The recognition of tumor-specific DNA methylation sites in peripheral blood is an important research direction and hotspot in the field of liquid biopsy for cancers. Facing the requirements of liquid biopsy for cancers, this thesis makes the researches on methods for identifying tumor-specific DNA methylation sites in peripheral blood. The main results of the thesis are as follows:
(1). This thesis integrates DNA methylation data of multiple types of tumors and blood from some tumor-related databases such as TCGA, Xena, GEO, etc., and constructs a large-scale DNA methylation dataset that can be used for identifying tumor-specific DNA methylation sites and predicting the tissue-of-origin.
(2). Considering the characteristic that the number of samples in the DNA methylation data set is much smaller than that of features, this thesis proposes a method based on category-specific filtering for identifying DNA methylation sites. Based on this method, tumor-specific DNA methylation sites for each type of tumor can be identified through differential methylation analysis between every two classes.

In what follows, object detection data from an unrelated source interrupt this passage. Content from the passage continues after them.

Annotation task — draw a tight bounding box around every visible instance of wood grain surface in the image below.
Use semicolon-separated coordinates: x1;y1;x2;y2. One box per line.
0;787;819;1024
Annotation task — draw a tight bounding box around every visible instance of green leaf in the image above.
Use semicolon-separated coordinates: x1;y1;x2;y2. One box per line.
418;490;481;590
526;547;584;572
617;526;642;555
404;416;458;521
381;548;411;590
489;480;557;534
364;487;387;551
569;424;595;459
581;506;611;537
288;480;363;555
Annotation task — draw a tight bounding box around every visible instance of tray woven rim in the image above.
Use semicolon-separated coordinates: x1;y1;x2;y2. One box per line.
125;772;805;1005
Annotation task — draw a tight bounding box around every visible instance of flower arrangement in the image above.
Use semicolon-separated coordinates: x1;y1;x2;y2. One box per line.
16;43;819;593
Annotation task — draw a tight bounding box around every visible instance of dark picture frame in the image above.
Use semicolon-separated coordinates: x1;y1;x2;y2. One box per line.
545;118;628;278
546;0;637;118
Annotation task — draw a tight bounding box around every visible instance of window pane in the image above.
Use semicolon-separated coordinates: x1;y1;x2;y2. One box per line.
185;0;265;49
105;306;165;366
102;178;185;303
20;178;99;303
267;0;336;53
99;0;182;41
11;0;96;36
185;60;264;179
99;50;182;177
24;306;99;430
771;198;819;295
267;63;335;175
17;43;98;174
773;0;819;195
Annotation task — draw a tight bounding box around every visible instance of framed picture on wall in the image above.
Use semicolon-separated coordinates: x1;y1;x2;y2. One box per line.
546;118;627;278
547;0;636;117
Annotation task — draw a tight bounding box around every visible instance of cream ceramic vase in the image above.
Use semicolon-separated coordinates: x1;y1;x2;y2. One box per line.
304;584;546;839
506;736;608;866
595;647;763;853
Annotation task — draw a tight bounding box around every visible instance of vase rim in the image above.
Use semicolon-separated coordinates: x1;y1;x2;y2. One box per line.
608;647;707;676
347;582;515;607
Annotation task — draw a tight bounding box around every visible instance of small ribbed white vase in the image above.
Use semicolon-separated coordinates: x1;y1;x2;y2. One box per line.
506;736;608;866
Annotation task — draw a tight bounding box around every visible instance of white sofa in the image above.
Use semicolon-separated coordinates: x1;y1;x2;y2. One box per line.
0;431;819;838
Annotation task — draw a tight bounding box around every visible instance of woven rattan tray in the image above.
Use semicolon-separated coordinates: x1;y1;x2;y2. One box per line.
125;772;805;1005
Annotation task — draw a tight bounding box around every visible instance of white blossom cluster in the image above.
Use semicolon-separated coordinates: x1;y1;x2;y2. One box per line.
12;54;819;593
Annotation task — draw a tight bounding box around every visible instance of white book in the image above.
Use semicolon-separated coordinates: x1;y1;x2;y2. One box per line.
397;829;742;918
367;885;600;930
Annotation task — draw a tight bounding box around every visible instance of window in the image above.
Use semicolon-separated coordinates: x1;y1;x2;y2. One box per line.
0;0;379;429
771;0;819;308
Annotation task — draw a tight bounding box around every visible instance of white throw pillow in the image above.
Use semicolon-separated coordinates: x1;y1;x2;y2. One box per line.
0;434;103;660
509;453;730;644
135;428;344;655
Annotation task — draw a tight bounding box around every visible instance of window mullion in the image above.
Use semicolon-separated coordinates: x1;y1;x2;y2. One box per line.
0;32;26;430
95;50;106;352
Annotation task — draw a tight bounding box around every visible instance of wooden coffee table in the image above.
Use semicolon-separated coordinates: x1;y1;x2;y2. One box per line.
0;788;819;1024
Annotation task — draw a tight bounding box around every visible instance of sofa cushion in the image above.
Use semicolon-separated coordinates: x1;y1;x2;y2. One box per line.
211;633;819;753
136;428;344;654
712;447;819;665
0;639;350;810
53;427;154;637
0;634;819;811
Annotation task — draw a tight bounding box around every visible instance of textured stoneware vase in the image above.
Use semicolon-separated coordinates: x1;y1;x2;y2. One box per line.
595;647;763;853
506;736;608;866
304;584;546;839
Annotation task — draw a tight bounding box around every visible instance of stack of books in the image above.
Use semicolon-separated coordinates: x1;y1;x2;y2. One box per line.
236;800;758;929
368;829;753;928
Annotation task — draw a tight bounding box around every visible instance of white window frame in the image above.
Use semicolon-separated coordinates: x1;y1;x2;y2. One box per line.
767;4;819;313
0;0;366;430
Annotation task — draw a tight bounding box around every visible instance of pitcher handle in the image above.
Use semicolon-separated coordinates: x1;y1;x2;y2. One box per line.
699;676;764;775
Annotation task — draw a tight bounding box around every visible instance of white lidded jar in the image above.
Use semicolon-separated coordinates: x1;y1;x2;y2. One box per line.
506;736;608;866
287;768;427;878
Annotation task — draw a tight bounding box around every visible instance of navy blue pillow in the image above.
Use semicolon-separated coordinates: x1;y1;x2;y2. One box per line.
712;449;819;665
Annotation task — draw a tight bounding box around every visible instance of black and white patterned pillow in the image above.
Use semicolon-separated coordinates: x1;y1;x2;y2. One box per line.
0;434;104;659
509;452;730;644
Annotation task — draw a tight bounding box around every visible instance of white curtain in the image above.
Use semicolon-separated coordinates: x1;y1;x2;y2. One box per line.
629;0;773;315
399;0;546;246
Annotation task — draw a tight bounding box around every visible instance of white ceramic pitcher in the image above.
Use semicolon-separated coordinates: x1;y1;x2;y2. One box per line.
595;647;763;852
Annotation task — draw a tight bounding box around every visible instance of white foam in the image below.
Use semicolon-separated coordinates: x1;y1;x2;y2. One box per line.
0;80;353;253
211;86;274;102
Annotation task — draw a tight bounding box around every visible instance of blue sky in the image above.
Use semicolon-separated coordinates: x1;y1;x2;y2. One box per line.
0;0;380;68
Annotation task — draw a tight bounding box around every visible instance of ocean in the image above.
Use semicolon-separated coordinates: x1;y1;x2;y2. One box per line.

(3). Focusing on the problem that it is hard to screen enough tumor-specific DNA methylation sites with the increase of tumor categories, this thesis proposes a measurement method based on statistical ignificance and mutual information for measuring DNA methylation sites. And supervised classification models are used to evaluate the performance of the prediction of tumor tissue-of-origin.
The proposed method can use less information on tumor-specific DNA methylation sites to obtain better prediction performance of tumor tissue-of-origin. The effectiveness of the method for identifying tumor-specific DNA methylation sites in peripheral blood is validated on multiple data sets.